Neue Doku-Serie:"Es gewinnt immer ein Junge"

Hillary Clinton

Nachsichtig: Hillary Clinton.

(Foto: Evan Agostini/AP)

Hillary Clinton ist in den USA gleichzeitig Hassfigur und Vorbild. "Hillary" zeigt sie als Frau mit enormem Durchhaltevermögen, die offen über Fehler spricht - und über ihre Verletzungen.

Von Kathrin Werner

Es fing schon in der Schule an. Hillary Clinton, begabt, strebsam, ehrgeizig, wollte Schülersprecherin werden. Sie warb für sich, sie erklärte allen, warum sie die Beste wäre. Ein Klassenkamerad sagte ihr von Anfang an: "Du kannst dich ja bewerben, aber es gewinnt immer ein Junge." Es war 1964 und es gewann ein Junge. Clinton, die damals noch Hillary Rodham hieß, machte für ihn die mühsame Arbeit im Hintergrund.

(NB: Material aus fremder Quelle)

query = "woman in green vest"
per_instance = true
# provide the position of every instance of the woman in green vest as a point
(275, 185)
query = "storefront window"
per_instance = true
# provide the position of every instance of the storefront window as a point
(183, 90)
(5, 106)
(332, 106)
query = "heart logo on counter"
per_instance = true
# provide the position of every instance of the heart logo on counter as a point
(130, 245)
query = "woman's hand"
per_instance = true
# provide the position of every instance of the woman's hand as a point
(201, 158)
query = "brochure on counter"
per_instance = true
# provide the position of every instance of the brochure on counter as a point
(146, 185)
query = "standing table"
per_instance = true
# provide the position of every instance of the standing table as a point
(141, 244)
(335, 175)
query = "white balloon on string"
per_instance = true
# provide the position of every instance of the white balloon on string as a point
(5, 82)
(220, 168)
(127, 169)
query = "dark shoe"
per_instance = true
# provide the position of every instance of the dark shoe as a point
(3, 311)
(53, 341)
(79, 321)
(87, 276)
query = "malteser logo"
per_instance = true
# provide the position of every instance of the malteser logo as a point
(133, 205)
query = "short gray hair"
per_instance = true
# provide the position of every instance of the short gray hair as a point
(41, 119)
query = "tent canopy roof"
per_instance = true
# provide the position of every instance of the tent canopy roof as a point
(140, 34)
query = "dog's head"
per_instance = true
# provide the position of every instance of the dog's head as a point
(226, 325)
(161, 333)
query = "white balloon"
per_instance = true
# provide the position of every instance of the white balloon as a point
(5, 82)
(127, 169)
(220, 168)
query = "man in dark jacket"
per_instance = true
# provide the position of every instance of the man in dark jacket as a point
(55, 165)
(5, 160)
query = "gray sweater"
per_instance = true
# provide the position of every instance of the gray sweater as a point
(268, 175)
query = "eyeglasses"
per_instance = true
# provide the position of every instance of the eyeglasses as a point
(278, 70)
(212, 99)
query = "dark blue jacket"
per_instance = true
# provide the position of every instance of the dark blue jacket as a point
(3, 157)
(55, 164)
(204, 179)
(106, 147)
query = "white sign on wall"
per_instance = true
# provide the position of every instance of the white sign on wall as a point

Eine neue vierteilige Dokumentation, die ab dem Weltfrauentag an diesem Sonntag bei Sky zu sehen ist, erzählt die Lebensgeschichte von Hillary Clinton. Und noch viel mehr: Es ist die jüngere Geschichte der Frauen in den USA. Clinton, die es so weit geschafft hat wie keine vor oder nach ihr, bis zur Kandidatin einer der zwei großen US-Parteien für das Präsidentenamt, ist gleichzeitig Hassfigur und Vorbild, gleichzeitig tragische und bewundernswerte Person. Wer sie ist, wer sie hätte sein können, wer sie hätte sein müssen, bekommt neue Relevanz angesichts der Tatsache, dass auch in diesem Wahlkampf keine Frau die US-Wahl gewinnen und das Rennen zwischen drei weißen Männern in ihren 70ern ausgemacht werden wird.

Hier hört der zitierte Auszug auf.